There are three types of exposure procedures. The first is in vivo or “real life.” This type exposes the patient to actual fear-inducing situations. For example, if someone fears public speaking, the person may be asked to give a speech to a small group of people. The second type of exposure is imaginal, where patients are asked to imagine a situation that they are afraid of. This procedure is helpful for people who need to confront feared thoughts and memories. The third type of exposure is interoceptive, which may be used for more specific disorders such as panic or post-traumatic stress disorder. Patients confront feared bodily symptoms such as increased heart rate and shortness of breath. All types of exposure may be used together or separately.[19]

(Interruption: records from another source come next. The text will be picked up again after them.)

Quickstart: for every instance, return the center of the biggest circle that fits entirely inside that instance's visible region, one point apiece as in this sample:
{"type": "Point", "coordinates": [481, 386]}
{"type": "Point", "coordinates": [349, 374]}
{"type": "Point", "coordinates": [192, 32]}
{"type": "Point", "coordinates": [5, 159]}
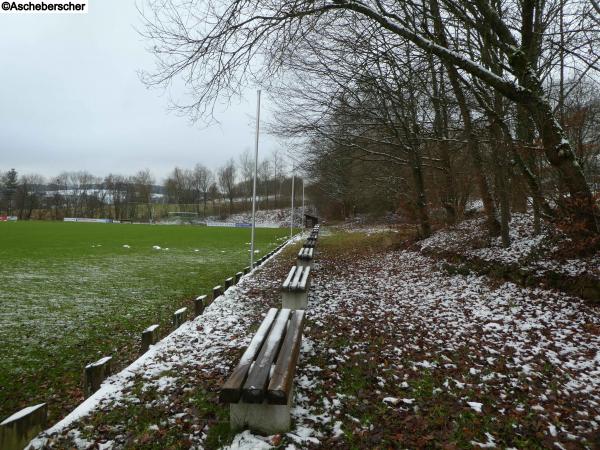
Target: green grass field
{"type": "Point", "coordinates": [73, 292]}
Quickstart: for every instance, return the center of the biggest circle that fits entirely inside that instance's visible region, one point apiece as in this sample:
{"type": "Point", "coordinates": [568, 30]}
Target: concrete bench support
{"type": "Point", "coordinates": [17, 430]}
{"type": "Point", "coordinates": [200, 303]}
{"type": "Point", "coordinates": [262, 417]}
{"type": "Point", "coordinates": [149, 337]}
{"type": "Point", "coordinates": [179, 317]}
{"type": "Point", "coordinates": [94, 374]}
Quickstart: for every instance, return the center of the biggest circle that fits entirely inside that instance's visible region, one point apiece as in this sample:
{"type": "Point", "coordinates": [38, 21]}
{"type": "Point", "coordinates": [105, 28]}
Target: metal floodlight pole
{"type": "Point", "coordinates": [303, 216]}
{"type": "Point", "coordinates": [254, 181]}
{"type": "Point", "coordinates": [292, 219]}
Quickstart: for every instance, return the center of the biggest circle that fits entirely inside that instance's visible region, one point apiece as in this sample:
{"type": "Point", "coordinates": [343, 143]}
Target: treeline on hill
{"type": "Point", "coordinates": [414, 105]}
{"type": "Point", "coordinates": [200, 190]}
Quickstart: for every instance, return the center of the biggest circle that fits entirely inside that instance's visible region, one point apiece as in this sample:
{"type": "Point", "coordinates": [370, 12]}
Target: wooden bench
{"type": "Point", "coordinates": [310, 243]}
{"type": "Point", "coordinates": [259, 391]}
{"type": "Point", "coordinates": [17, 430]}
{"type": "Point", "coordinates": [294, 291]}
{"type": "Point", "coordinates": [305, 257]}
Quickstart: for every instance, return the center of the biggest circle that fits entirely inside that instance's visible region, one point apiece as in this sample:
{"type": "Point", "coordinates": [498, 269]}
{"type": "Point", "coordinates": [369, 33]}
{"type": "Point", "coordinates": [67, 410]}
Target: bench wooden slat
{"type": "Point", "coordinates": [231, 391]}
{"type": "Point", "coordinates": [288, 280]}
{"type": "Point", "coordinates": [285, 367]}
{"type": "Point", "coordinates": [256, 384]}
{"type": "Point", "coordinates": [304, 280]}
{"type": "Point", "coordinates": [296, 279]}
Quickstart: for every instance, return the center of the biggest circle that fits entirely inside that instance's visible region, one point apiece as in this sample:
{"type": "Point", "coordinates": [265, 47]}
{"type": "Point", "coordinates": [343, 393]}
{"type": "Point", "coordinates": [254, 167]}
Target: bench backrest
{"type": "Point", "coordinates": [277, 342]}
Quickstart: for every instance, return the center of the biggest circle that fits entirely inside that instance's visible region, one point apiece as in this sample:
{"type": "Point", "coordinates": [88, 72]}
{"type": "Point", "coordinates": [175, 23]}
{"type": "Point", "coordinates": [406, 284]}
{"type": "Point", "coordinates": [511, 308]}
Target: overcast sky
{"type": "Point", "coordinates": [71, 99]}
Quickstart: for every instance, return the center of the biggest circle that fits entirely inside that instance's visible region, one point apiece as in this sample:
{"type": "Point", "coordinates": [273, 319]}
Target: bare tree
{"type": "Point", "coordinates": [216, 59]}
{"type": "Point", "coordinates": [203, 178]}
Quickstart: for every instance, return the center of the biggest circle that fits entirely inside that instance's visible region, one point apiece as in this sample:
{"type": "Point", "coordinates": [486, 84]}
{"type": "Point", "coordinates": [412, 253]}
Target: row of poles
{"type": "Point", "coordinates": [254, 185]}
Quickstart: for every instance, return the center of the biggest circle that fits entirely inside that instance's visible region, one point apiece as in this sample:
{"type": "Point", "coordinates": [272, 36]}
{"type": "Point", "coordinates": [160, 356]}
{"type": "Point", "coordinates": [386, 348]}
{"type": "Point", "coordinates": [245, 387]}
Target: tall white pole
{"type": "Point", "coordinates": [254, 182]}
{"type": "Point", "coordinates": [303, 216]}
{"type": "Point", "coordinates": [292, 220]}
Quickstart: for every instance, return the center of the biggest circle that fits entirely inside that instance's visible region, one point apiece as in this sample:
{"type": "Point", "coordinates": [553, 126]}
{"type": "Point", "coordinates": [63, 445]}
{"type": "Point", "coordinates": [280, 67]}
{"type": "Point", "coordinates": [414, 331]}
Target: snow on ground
{"type": "Point", "coordinates": [395, 353]}
{"type": "Point", "coordinates": [506, 353]}
{"type": "Point", "coordinates": [528, 250]}
{"type": "Point", "coordinates": [205, 345]}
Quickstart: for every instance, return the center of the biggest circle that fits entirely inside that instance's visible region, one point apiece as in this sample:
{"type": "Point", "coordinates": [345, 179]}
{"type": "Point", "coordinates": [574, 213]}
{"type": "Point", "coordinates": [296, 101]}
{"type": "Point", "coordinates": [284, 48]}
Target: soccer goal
{"type": "Point", "coordinates": [184, 216]}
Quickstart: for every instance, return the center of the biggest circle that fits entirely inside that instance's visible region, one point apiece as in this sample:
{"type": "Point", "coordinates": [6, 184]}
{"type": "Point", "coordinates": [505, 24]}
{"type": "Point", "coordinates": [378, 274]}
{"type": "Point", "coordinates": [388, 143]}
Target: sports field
{"type": "Point", "coordinates": [73, 292]}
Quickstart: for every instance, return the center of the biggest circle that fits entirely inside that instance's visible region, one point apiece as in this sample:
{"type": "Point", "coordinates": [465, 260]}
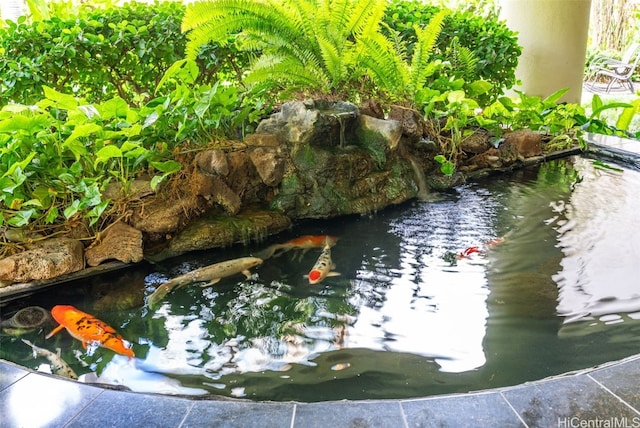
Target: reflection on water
{"type": "Point", "coordinates": [600, 270]}
{"type": "Point", "coordinates": [406, 317]}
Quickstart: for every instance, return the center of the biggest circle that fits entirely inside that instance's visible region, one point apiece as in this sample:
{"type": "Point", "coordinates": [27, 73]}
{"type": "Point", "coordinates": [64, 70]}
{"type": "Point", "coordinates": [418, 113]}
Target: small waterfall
{"type": "Point", "coordinates": [421, 180]}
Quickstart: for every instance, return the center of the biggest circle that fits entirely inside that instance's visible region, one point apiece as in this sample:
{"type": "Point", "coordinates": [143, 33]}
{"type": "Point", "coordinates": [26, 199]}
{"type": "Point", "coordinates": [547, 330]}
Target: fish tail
{"type": "Point", "coordinates": [162, 290]}
{"type": "Point", "coordinates": [269, 252]}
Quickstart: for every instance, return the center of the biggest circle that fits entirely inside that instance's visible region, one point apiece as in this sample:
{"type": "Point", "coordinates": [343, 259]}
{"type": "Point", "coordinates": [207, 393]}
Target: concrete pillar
{"type": "Point", "coordinates": [553, 36]}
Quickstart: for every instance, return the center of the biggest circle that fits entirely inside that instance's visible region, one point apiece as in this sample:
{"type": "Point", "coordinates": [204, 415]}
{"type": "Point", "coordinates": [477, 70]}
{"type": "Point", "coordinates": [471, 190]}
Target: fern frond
{"type": "Point", "coordinates": [366, 16]}
{"type": "Point", "coordinates": [286, 70]}
{"type": "Point", "coordinates": [226, 17]}
{"type": "Point", "coordinates": [383, 63]}
{"type": "Point", "coordinates": [426, 40]}
{"type": "Point", "coordinates": [463, 60]}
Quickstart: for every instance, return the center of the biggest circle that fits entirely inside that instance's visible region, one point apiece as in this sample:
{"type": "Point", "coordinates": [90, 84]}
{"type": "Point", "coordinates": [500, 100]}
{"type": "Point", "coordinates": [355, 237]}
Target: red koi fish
{"type": "Point", "coordinates": [324, 266]}
{"type": "Point", "coordinates": [88, 329]}
{"type": "Point", "coordinates": [304, 243]}
{"type": "Point", "coordinates": [476, 249]}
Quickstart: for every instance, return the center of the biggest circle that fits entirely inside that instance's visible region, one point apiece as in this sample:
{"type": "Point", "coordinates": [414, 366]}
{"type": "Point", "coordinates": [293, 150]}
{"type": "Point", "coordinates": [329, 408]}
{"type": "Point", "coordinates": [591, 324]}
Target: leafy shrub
{"type": "Point", "coordinates": [490, 41]}
{"type": "Point", "coordinates": [317, 48]}
{"type": "Point", "coordinates": [57, 157]}
{"type": "Point", "coordinates": [121, 51]}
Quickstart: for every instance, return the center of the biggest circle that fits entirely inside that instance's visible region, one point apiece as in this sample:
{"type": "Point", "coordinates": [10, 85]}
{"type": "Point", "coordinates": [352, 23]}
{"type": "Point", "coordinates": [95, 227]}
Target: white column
{"type": "Point", "coordinates": [553, 36]}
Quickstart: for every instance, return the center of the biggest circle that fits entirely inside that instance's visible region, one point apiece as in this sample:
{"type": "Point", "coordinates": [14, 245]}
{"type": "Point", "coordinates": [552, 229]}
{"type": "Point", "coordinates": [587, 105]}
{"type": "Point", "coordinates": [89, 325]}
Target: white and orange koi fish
{"type": "Point", "coordinates": [304, 243]}
{"type": "Point", "coordinates": [209, 274]}
{"type": "Point", "coordinates": [479, 249]}
{"type": "Point", "coordinates": [324, 266]}
{"type": "Point", "coordinates": [88, 329]}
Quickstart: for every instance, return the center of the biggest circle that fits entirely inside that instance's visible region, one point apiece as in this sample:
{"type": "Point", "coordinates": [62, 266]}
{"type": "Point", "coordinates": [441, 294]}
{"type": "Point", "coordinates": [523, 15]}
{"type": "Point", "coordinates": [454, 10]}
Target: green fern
{"type": "Point", "coordinates": [463, 60]}
{"type": "Point", "coordinates": [421, 65]}
{"type": "Point", "coordinates": [333, 47]}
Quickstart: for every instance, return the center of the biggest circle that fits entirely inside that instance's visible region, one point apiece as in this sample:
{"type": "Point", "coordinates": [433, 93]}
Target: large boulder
{"type": "Point", "coordinates": [46, 259]}
{"type": "Point", "coordinates": [118, 242]}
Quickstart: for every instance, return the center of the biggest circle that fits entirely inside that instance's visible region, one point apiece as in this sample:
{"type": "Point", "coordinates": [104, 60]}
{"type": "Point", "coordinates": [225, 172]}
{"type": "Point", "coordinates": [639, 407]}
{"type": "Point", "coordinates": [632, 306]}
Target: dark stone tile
{"type": "Point", "coordinates": [349, 415]}
{"type": "Point", "coordinates": [10, 374]}
{"type": "Point", "coordinates": [212, 414]}
{"type": "Point", "coordinates": [473, 410]}
{"type": "Point", "coordinates": [567, 401]}
{"type": "Point", "coordinates": [623, 380]}
{"type": "Point", "coordinates": [121, 409]}
{"type": "Point", "coordinates": [39, 400]}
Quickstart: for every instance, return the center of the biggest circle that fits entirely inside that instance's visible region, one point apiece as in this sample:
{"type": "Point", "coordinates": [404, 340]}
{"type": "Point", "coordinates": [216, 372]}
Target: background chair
{"type": "Point", "coordinates": [606, 73]}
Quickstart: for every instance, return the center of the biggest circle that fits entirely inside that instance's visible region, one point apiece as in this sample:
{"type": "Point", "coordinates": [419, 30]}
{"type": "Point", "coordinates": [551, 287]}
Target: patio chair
{"type": "Point", "coordinates": [606, 73]}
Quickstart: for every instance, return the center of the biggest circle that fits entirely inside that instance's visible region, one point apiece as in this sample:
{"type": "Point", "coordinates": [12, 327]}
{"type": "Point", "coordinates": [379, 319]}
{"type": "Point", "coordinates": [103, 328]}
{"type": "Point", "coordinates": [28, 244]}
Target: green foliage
{"type": "Point", "coordinates": [97, 55]}
{"type": "Point", "coordinates": [316, 47]}
{"type": "Point", "coordinates": [303, 45]}
{"type": "Point", "coordinates": [57, 157]}
{"type": "Point", "coordinates": [484, 38]}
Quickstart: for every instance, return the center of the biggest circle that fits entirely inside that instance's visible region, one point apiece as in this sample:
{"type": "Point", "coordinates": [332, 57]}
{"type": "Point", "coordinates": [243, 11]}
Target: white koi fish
{"type": "Point", "coordinates": [210, 274]}
{"type": "Point", "coordinates": [324, 266]}
{"type": "Point", "coordinates": [58, 365]}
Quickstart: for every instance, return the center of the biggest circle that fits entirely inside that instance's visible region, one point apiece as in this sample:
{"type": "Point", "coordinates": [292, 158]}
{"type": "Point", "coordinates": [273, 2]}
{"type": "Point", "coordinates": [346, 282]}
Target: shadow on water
{"type": "Point", "coordinates": [406, 317]}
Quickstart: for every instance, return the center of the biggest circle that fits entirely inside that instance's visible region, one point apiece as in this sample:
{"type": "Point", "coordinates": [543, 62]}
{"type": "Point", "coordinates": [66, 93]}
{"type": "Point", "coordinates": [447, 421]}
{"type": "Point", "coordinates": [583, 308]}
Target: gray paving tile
{"type": "Point", "coordinates": [37, 400]}
{"type": "Point", "coordinates": [10, 374]}
{"type": "Point", "coordinates": [213, 414]}
{"type": "Point", "coordinates": [623, 380]}
{"type": "Point", "coordinates": [121, 409]}
{"type": "Point", "coordinates": [567, 401]}
{"type": "Point", "coordinates": [349, 415]}
{"type": "Point", "coordinates": [473, 410]}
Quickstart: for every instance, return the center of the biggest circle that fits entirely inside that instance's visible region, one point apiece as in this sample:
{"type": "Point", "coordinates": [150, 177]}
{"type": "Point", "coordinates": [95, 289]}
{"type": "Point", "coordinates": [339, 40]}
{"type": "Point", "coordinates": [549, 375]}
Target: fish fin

While evidence clearly supports the effectiveness of exposure therapy, some clinicians are uncomfortable using imaginal exposure therapy, especially in cases of PTSD. They may not understand it, are not confident in their own ability to use it, or more commonly, they see significant contraindications for their client.[20][21]
Flooding therapy also exposes the patient to feared stimuli, but it is quite distinct in that flooding starts at the most feared item in a fear hierarchy, while exposure starts at the least fear-inducing.[22][23]
Exposure and response prevention
In the exposure and response prevention (ERP or EX/RP) variation of exposure therapy, the resolution to refrain from the escape response is to be maintained at all times and not just during specific practice sessions.[24] Thus, not only does the subject experience habituation to the feared stimulus, but they also practice a fear-incompatible behavioral response to the stimulus. The distinctive feature is that individuals confront their fears and discontinue their escape response.[25] The American Psychiatric Association recommends ERP for the treatment of OCD, citing that ERP has the richest empirical support.[26]
While this type of therapy typically causes some short-term anxiety, this facilitates long-term reduction in obsessive and compulsive symptoms.[27][28]:103 Generally, ERP incorporates a relapse prevention plan toward the end of the course of therapy.[24]
History
The use of exposure as a mode of therapy began in the 1950s, at a time when psychodynamic views dominated Western clinical practice and behavioral therapy was first emerging. South African psychologists and psychiatrists first used exposure as a way to reduce pathological fears, such as phobias and anxiety-related problems, and they brought their methods to England in the Maudsley Hospital training program.[29]
Joseph Wolpe (1915–1997) was one of the first psychiatrists to spark interest in treating psychiatric problems as behavioral issues. He sought consultation with other behavioral psychologists, among them James G. Taylor (1897–1973), who worked in the psychology department of the University of Cape Town in South Africa. Although most of his work went unpublished, Taylor was the first psychologist known to use exposure therapy treatment for anxiety, including methods of situational exposure with response prevention—a common exposure therapy technique still being used.[29] Since the 1950s several sorts of exposure therapy have been developed, including systematic desensitization, flooding, implosive therapy, prolonged exposure therapy, in vivo exposure therapy, and imaginal exposure therapy.[29]
Mindfulness
A 2015 review pointed out parallels between exposure therapy and mindfulness, stating that mindful meditation “resembles an exposure situation because [mindfulness] practitioners ‘turn towards their emotional experience’, bring acceptance to bodily and affective responses, and refrain from engaging in internal reactivity towards it.”[30] Imaging studies have shown that the ventromedial prefrontal cortex, hippocampus, and the amygdala are all affected by exposure therapy; imaging studies have shown similar activity in these regions with mindfulness training.[30]
Research
Exposure therapy can be investigated in the laboratory using Pavlovian extinction paradigms. Using rodents such as rats or mice to study extinction allows for the investigation of underlying neurobiological mechanisms involved, as well as testing of pharmacological adjuncts to improve extinction learning.[31][32]